A estadia do papa Leão XIV em Castel Gandolfo, neste ano, ganha um significado especial: 2026 marca os 400 anos do início da tradição de os pontífices passarem o período de verão na localidade situada nos arredores de Roma.
A prática começou em 1626, durante o pontificado de papa Urbano VIII, e tornou Castel Gandolfo um dos lugares mais ligados à história recente dos papas.
O pároco local, Tadeusz Rozmus, afirmou aos meios de comunicação do Vaticano que a comunidade prepara, junto com a Diocese e as autoridades municipais, celebrações para lembrar a data histórica.
"É uma oportunidade extraordinária para celebrar quatro séculos de presença dos sucessores de Pedro em Castel Gandolfo e destacar a importância deste lugar na história da Igreja", declarou o sacerdote.
Sobre a permanência de Leão XIV na residência de verão pontifícia, o religioso explicou que o objetivo é oferecer ao líder da Igreja Católica um período de descanso e serenidade.

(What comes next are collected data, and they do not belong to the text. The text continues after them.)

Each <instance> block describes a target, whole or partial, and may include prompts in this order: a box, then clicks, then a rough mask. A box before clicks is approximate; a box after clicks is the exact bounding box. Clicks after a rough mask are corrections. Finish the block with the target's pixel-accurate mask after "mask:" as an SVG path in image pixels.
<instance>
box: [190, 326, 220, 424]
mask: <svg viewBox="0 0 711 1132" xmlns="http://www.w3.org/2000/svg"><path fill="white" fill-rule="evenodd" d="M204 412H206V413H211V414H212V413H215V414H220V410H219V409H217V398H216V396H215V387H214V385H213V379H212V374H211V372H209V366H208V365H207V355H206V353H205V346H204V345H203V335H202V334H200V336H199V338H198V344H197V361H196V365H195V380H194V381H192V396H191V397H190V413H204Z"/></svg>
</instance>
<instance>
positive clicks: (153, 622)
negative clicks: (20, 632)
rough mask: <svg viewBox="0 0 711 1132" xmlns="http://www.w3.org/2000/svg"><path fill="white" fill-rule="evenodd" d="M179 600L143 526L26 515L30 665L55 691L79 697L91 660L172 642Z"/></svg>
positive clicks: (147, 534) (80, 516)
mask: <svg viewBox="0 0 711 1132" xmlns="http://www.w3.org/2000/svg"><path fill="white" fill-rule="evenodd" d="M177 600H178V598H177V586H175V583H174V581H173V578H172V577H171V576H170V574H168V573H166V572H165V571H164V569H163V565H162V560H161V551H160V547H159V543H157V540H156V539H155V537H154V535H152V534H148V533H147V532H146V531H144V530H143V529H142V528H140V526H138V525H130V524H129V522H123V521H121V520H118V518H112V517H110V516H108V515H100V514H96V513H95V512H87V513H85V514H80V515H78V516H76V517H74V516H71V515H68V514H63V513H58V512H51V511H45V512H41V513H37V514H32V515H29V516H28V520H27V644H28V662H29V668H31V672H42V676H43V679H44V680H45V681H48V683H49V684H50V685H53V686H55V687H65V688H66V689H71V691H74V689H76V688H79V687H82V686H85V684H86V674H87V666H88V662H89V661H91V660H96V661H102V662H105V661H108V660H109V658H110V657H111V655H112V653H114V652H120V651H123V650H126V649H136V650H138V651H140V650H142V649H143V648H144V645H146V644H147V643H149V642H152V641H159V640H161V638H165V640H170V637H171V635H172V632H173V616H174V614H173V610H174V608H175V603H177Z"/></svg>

"O Santo Padre declarou claramente que veio aqui para rezar, descansar, ler e praticar esportes. Não temos expectativas específicas; queremos apenas que ele se sinta à vontade aqui e viva este período com tranquilidade, conforme os seus próprios desejos", afirmou Rozmus.
A comunidade de Castel Gandolfo também aguarda possíveis momentos de encontro com os fiéis, incluindo o tradicional Angelus e outras iniciativas que possam ser anunciadas pelo próprio Papa durante sua permanência na cidade.